First of all, don’t miss Loeb Award-nominated Ben White’s exposé on the front page of today’s New York Times. He will discuss this on MSNBC this evening! (Between 6:00 and 6:45.)
Secondly, just kidding about the cufflinks thing. Anybody who wants to chime in on the bedraggled Hoyas or Wizards or any other sporting subject: you are welcome.
The Hoyas have a huge game against Marquette coming up on Saturday.
Third, here is our first guest feature article, by Dr. Ann White. It is a commentary on our recent Art Lovers’ Poll…
Hopper’s Sympathy vs. Wyeth’s Poses
I’m glad that Hopper won the art lovers poll but sorry that he won by only one vote.
The two artists don’t belong in the same category of greatness.

Edward Hopper’s paintings have nothing of the pretentious about them. He paints an American world of buildings from a particular time, and he paints the people who know those buildings in their day-to-day lives. Somehow you know as you look at one of his pictures — whether you see people in the buildings or not — that the artist knows and feels the loneliness and sadness and hope of the people who go in and out of those buildings. He paints as though he is one of them — not looking on from the outside. Conveying that kind of empathy is the mark of a great artist.

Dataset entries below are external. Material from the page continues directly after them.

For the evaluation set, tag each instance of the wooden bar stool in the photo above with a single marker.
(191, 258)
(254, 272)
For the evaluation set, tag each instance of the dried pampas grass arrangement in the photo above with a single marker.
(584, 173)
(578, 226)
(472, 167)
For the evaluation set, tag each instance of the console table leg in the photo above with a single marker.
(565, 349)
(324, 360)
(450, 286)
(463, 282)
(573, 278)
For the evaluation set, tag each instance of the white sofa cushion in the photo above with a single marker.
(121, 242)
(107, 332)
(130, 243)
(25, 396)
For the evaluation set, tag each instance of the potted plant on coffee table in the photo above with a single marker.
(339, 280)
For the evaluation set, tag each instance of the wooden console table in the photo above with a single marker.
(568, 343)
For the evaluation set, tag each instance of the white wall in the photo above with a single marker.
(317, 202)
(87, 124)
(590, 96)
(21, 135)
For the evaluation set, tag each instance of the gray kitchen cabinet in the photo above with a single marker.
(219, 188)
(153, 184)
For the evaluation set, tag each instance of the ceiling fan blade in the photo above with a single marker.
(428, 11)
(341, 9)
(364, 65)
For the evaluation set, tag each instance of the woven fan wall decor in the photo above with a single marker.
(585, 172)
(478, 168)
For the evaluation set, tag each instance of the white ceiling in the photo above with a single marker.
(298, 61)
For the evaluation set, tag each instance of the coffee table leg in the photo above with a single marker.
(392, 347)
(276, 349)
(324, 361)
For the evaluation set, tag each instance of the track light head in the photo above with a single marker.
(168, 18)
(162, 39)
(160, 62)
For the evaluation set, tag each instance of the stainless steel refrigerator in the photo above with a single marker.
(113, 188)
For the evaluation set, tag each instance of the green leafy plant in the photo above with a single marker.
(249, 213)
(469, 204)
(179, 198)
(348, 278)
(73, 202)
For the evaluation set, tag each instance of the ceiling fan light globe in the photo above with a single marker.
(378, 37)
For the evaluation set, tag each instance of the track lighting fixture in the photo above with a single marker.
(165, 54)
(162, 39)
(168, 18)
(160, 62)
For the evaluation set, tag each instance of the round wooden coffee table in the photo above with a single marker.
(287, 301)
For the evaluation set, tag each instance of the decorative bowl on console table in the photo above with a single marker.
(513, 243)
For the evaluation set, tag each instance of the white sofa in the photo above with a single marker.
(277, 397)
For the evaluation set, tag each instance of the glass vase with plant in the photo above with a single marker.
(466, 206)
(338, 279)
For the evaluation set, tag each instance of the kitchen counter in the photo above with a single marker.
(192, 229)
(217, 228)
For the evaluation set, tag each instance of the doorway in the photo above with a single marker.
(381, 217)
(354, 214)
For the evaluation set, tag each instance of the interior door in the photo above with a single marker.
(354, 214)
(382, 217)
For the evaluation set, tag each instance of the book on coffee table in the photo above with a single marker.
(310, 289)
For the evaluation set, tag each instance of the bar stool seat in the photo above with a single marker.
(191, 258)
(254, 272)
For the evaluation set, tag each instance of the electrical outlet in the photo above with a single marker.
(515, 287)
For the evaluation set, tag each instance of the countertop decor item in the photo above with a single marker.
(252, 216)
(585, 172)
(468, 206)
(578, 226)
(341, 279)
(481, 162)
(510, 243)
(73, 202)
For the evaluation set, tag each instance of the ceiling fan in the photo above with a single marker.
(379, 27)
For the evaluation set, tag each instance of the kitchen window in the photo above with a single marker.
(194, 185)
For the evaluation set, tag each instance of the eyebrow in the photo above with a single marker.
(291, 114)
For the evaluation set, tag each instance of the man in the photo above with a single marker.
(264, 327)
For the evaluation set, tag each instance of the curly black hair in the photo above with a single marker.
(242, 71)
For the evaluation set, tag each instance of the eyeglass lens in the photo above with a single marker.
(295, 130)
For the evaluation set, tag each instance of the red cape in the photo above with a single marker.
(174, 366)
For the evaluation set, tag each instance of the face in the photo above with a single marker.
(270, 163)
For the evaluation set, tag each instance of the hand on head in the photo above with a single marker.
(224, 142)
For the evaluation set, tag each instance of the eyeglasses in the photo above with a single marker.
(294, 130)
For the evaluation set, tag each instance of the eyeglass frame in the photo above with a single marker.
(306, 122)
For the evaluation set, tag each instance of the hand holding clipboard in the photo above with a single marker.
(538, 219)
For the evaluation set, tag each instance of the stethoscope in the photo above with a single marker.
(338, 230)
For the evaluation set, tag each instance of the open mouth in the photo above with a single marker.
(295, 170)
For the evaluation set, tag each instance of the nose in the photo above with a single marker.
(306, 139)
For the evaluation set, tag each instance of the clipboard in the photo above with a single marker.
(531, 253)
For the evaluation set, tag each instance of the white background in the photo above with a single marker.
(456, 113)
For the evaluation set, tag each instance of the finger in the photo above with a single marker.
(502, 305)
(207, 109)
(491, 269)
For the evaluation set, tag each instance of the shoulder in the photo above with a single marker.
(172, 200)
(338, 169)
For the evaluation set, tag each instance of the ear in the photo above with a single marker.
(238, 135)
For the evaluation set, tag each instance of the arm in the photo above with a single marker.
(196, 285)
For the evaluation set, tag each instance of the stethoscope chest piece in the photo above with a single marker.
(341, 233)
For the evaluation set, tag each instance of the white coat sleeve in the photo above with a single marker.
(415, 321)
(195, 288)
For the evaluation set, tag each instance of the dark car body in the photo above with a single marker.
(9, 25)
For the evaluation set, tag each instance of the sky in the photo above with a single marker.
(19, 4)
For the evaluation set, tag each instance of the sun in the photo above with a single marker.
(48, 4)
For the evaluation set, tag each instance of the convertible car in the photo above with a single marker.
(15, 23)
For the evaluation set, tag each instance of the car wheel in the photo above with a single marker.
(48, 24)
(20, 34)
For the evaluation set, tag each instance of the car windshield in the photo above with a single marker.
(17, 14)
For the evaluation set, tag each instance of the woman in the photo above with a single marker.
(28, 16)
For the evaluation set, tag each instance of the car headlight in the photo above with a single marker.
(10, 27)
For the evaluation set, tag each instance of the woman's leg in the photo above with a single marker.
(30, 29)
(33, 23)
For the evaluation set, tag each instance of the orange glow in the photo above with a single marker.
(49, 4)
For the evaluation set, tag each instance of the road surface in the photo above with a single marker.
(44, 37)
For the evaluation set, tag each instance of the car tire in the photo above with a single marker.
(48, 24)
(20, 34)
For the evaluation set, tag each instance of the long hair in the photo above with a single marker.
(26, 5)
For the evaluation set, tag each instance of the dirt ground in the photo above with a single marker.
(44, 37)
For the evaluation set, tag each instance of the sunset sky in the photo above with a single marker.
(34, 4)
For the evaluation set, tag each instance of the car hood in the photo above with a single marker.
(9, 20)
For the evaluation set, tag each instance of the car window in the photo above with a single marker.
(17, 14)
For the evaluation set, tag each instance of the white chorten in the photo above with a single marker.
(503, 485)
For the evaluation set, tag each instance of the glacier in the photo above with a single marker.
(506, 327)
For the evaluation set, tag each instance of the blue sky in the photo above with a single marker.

Hopper is a truly great artist. Wyeth is only pretending to be one.
Hi Fr. White,
I think Christina had some type of physical limitation. I’m not sure what it was. I like that painting.
Dear Dr. White,
That is a very thought-provoking commentary you wrote. It caused me to consider whether I had voted with enough knowledge about both artists – so I did some research.
You presented some excellent points – one of which I agree completely; that is a very unnatural pose for Christina. Why is she lying in the grass that way, in that location? Is she trying to crawl to the house after some trauma? Had she been cloud-watching and someone just rang the dinner bell?
On the other hand, though, there is something about Hopper’s paintings that makes me uncomfortable. I feel like a voyeur, like an unwelcome intruder on very private moments. Even his painting “Gas” doesn’t provide any calm. It has the feeling of a train track near a gas station…why?
I don’t care for all of Wyeth’s paintings, but still I wouldn’t change my vote. I still prefer his work over Hopper’s. Admittedly, it is influenced somewhat by my preference for landscapes as opposed to cityscapes, but I don’t agree that Hopper is a great artist and Wyeth can’t compare. It is, after all, a matter of beauty being measured by the eye of the beholder.
The works of both give me great pleasure and I see no reason to choose between these two, even at your urging. I love Wyeth’s ghost stories, just as I love in Hopper’s works, his undoubtedly haunted hotel lobbies, bridges, and railway-houses, his haunted ‘early sunday morning’. If some of the tropes Wyeth used were obvious — I think of the suddenly snuffed candles of the meeting house chandelier, of Helga in her loden coat in Pennsylvania winter — they were and are also American, which is to say plain-spoken, unabashed.